System development view is primarily upon software and hardware mapping and interface exploitation.Software and hardware work(can be obtained from system documentation
Energy segmentation information, interface between software and hardware mapping matrix, analysis interface integrality and uniformity, follow-up analysis are established according to interface document
Whether interface is accomplished.
Equally by taking certain engine control system as an example, the system controlling software is the same as analog quantity processing unit, frequency quantity processing
All there is communication between device, the pass amount hardware such as processing unit and timer, so its system hardware and software interface configurations figure, such as
Shown in accompanying drawing 4.
(2) view is formed
Embedded software composition view is primarily upon program and document, wherein, the module design and division, module list of program
Member and code composition are important perpetual objects.All the elements of software program are remained in software development document, to soft
The description of part composition is in addition to code analysis and module correctness and integrality in itself, it is also necessary to establishes the interface of module
Matrix, the uniformity of analysis interface.

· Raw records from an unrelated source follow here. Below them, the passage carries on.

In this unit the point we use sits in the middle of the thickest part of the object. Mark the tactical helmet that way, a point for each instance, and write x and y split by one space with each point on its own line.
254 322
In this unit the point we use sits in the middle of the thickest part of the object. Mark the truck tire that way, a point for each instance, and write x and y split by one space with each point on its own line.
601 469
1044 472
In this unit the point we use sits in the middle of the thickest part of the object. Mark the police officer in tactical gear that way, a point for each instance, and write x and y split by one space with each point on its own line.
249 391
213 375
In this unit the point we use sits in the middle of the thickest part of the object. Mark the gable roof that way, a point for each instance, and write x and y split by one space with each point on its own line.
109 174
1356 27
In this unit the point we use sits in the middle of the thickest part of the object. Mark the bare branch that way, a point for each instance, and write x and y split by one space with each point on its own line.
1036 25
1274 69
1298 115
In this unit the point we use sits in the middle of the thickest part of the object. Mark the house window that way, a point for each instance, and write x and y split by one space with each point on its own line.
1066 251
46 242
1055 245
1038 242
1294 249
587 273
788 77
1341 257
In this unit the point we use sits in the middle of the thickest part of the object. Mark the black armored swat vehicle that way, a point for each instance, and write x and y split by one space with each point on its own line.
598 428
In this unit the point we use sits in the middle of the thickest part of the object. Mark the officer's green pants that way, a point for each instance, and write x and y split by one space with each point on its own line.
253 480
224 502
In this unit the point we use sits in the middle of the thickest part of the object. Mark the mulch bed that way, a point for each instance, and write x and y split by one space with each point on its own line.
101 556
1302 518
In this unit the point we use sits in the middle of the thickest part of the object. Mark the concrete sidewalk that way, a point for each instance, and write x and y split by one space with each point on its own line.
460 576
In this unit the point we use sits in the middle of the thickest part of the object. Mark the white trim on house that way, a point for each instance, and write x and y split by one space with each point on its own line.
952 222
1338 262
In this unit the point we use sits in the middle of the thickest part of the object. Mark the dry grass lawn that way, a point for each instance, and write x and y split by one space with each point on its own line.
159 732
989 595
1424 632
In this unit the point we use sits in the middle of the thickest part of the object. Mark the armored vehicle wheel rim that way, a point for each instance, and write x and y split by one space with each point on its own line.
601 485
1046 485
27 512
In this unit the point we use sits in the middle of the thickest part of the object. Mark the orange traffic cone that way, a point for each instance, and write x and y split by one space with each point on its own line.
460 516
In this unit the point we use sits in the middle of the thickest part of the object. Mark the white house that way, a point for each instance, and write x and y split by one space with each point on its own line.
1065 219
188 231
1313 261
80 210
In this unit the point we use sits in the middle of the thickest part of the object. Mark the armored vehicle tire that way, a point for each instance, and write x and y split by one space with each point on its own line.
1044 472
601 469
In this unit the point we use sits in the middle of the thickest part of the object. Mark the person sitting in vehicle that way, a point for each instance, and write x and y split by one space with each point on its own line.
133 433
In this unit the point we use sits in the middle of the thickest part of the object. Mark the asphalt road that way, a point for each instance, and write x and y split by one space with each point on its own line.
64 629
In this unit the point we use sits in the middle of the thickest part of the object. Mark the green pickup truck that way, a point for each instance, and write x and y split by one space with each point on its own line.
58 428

Mainly each part connects each other in reflection system for embedded system composition view, as description system action
Architecture basics.Description to system composition is completed by establishing system composition figure.System composition figure is to embedded
The static description of system, embodies the part of embedded system and the interface between them.These compositions can introduce
Object into system logic view as description.
1) software composition view
Software composition is mainly Software Coding and software document, is the main contents in soft project, repeats no more here.
2) system composition view
System composition view builds the identification for mainly completing system constituent and interface.Regarded establishing system composition
, it is necessary to carry out hierarchical description from coarse to finely during figure.By taking certain engine control system as an example, can first it establish as shown in drawings
System composition figure, such as accompanying drawing 5.For control device therein, then description can be further spread out, such as accompanying drawing 6.
(3) logical view
Embedded software logical view is primarily upon the division of software function and the division of logical level, i.e. demand is converted into
The mode of software function.System logic view is mainly used to describe dynamic moving related to software in embedded system, is embedding
The reflection of operation state in embedded system.
Embedded software logical view is needed to establish software function hierarchy chart, and the implementation process of function is tracked, point
Whether analysis software function meets demand.
Embedded system logical view is mainly described in terms of system mode, activity and interaction three, Ke Yitong
Cross using the state diagram in UML, activity diagram (flow chart) and interaction figure (collaboration diagram and timing diagram) to be described.
1) software logic view
Embedded software logical view is primarily upon the division of software function and the division of logical level, i.e. demand is converted into
The mode of software function.Function information and Module Division information can be obtained from exploitation document, and draw functional hierarchy figure, it is right
The design and realization of function are tracked.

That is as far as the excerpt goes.